2022 World Cup: What It Means


America is great. The United States is the proper way to say “excellent,” except in the luscious realm of football. Again, we Americans aren’t exceptional, let alone excellent, when it comes to football, so at least not on the men’s side. Our national team was ranked a modest 16th by FIFA.

Our youngsters were in a 1-1 draw against Wales on Monday. It’s the first of a four-year tournament that the United States has never won (yet?). Brazil has won her five times, Germany and Italy four times each, Argentina, France and Uruguay twice each, and England and Spain once each. We’re still stuck with bupkis, is this our year?

“When the Ford F-450 flies,” the rest of the world sneers.

If we’re going to shock the world of football, those of us watching at home, or considering it, should at least understand what we’re hearing and seeing. We hope you find our glossary of World Cup and general football terms useful.

Group stage: First, teams are divided into eight groups of four in a round-robin fashion, with the top two players from each group advancing. Think of this as tracking divisional standings in baseball with only slightly less ripping on White’s socks.

Knockout stage: This is the final 16 win-loss bracket and the only time fistfights are allowed. Remember when someone who didn’t know anything told you not to use your hands in soccer?

Stop time: After 90 minutes where no one normally scores, another 3-4 minutes with no goals scored.

Extended time: It’s basically overtime, but it only happens in the knockout stage, not in sudden death. These were his most excruciating 30 minutes in football, aside from the “Beard After Hours” episode of “Ted Lasso.”

A textbook example of selling a foul.

A textbook example of selling a foul.

Benjamin Kremer/AFP via Getty Images

Sudden death: This is when a player throws their body to the ground as if they were knocked down by a howitzer blast, with little or no calf eaten.

Penalty Kick: Tense and sometimes brutal, it remains the punishment given to players who fail to catch an opponent pinning a “kick me” sign on the back of their shorts.

Admit: It’s just a fancy word for giving up on your goals and what you don’t do when you lose an election.
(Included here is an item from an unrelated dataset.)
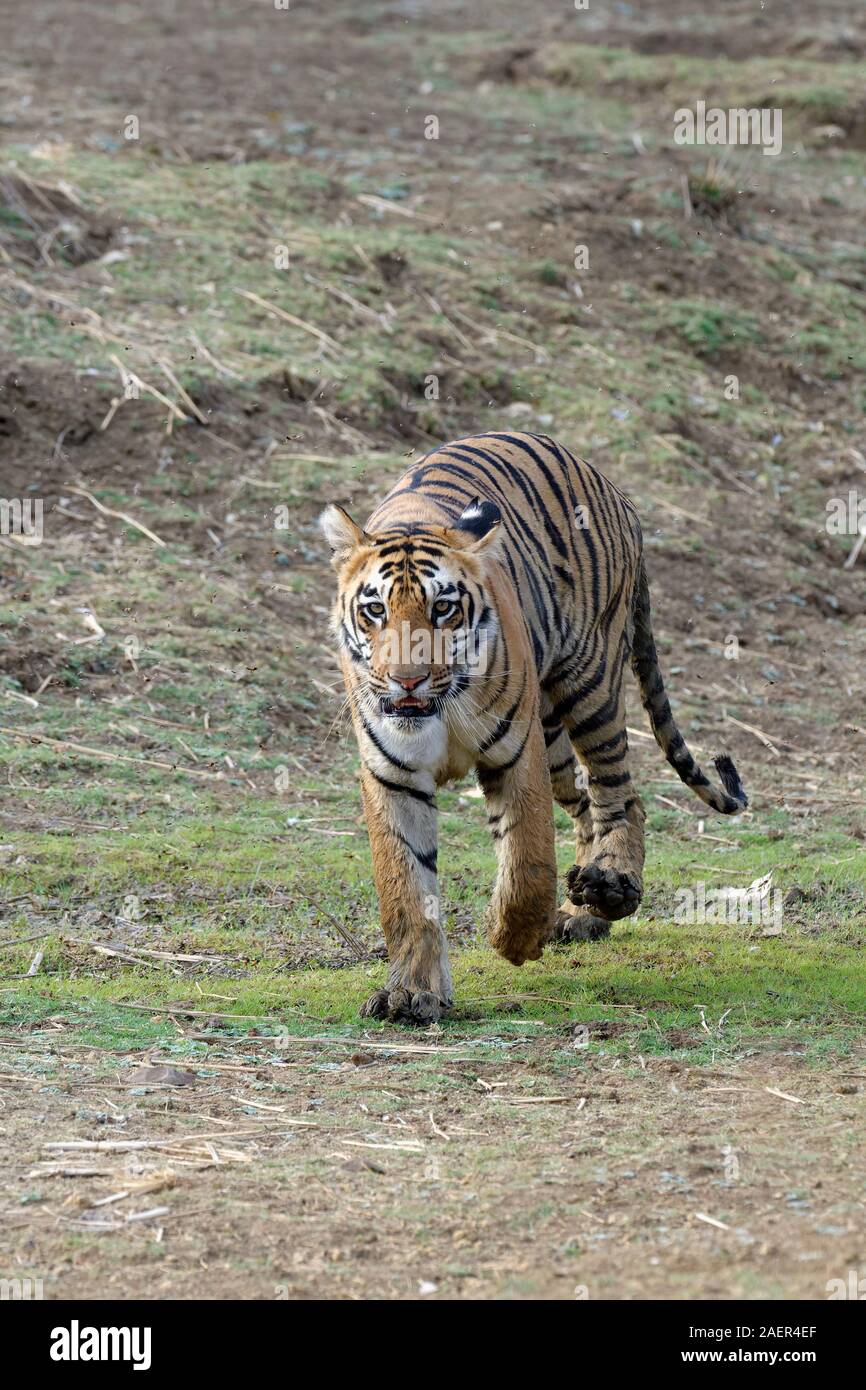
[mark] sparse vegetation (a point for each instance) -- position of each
(181, 838)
Goalpost: A netminder (often a very tall man in gloves and a weird shirt) posted an Instagram photo or tweet[送信]The problem occurs when I press .

Referee: This is someone who runs around the field with the players in a theater display, gives a warning look, spitefully issues harsh orders, and pauses only to write an entry in some sort of private journal.
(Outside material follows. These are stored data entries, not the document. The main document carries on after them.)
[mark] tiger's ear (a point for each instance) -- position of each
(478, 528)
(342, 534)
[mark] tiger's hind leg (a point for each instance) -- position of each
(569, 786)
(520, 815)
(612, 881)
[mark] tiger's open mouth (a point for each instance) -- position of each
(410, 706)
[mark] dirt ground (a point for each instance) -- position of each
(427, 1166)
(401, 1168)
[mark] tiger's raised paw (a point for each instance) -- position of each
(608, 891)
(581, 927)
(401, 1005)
Assistant Referee: They have one duty: to raise a little flag over their heads whenever something too exciting is about to happen.

Offside again? Come on man.

Offside again? Come on man.

Luis Acosta/AFP via Getty Images

Offside: This is when the attacking player is in the opponent’s half of the field and behind the defense before passing the ball.

yellow card: It’s very similar to a personal foul in soccer, with no 15-yard penalty and a huge amount of effort required.

Red card: Getting one of these will force the team to take down a man for the rest of the game. is.

Tackle: This is one of the beauties of the game, as players slide cleanly to pull the ball away from their opponents. However, if someone gets too good, Ryan Poles will immediately try to trade him.

“What a ball!” This is what someone in your middle shouts whenever a player makes a particularly good pass.

“What a pass!” This is what someone in you who pretends to know football will shout every time a player delivers a particularly good ball.

VARs: Football instant replay system is known by this acronym. This stands for Video Assistant Referee. You get a separate score for the funniest robots than the men and women working, right?

Set piece: This is the name of an anti-climax kick that wastes a lot of time before players from both teams push, push, and randomly jockey for positions in front of goal.

handball: It is never a good idea when one of the players carelessly allows the ball to stray from any part of his outstretched arm. But enough about Bears receivers.

Golden Boots: The World Cup’s top goalscorers receive this coveted award, the holy grail for all greats. Alas, the U.S. has never won the boot either. This is the definition of “expired”.


What do you think?

Written by Natalia Chi

Chicago Popular; Chicago breaking news, weather and live video. Covering local politics, health, traffic and sports for Chicago, the suburbs and northwest Indiana.